L'Ange apporte aussi le thème apocalyptique du feu, donc
de la brûlure. Les artistes ont travaillé, tour
à tour, sur la tâche, sur la macula, sur la combustion,
sur la lumière, sur les images stellaires, sur ce corps
de feu, sur cet ange qui, les yeux bandés, ne regarde
pas ce siècle mais lui rend témoignage. Dans Requiem
pour le XXe siècle il est dans une situation de maintien,
"main-tenant". Et cette main qui tient le maintenant,
c'est à dire notre présence au monde, est une main
tenant précisément l'image du siècle. L'Ange
se tient debout, face au présent, sans fuir, témoin
de la catastrophe. Ce maintien résonne dans la double
sonorité de la présence et du courage de qui ne
défaille pas.
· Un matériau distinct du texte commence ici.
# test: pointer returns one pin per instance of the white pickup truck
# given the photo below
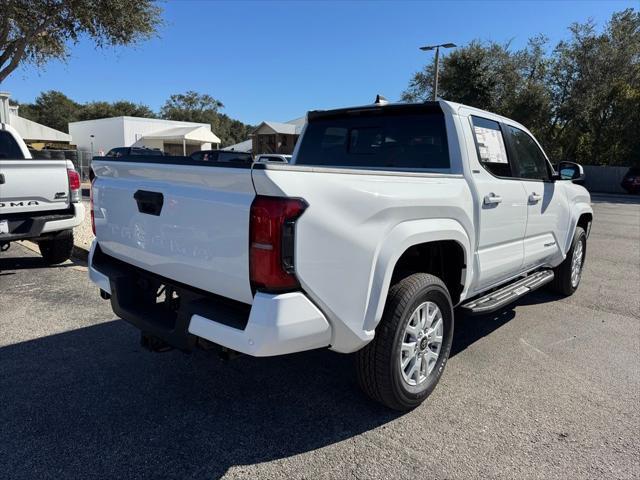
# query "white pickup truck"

Ainsi les deux artistes, deux femmes qui
ont combattu pour la dignité de leur sexe, ont porté
la question bien au delà du sexuel pour affronter le siècle,
pour dire leur violence. Leurs images mettent le visible à
feu et à sang, mais du côté de l'ange, sans
répandre la mort, car l'art est toujours don de liberté
donc don de vie.
Marie-José Mondzain
Philosophe, directeur de recherche au CNRS
Maria Klonaris et Katerina Thomadaki sont cinéastes
et artistes pluridisciplinaires. Elles réalisent des films,
des vidéos, des installations multi-média, des
performances, des compositions sonores, des photographies numériques
et analogiques. Elles publient de nombreux articles et des ouvrages.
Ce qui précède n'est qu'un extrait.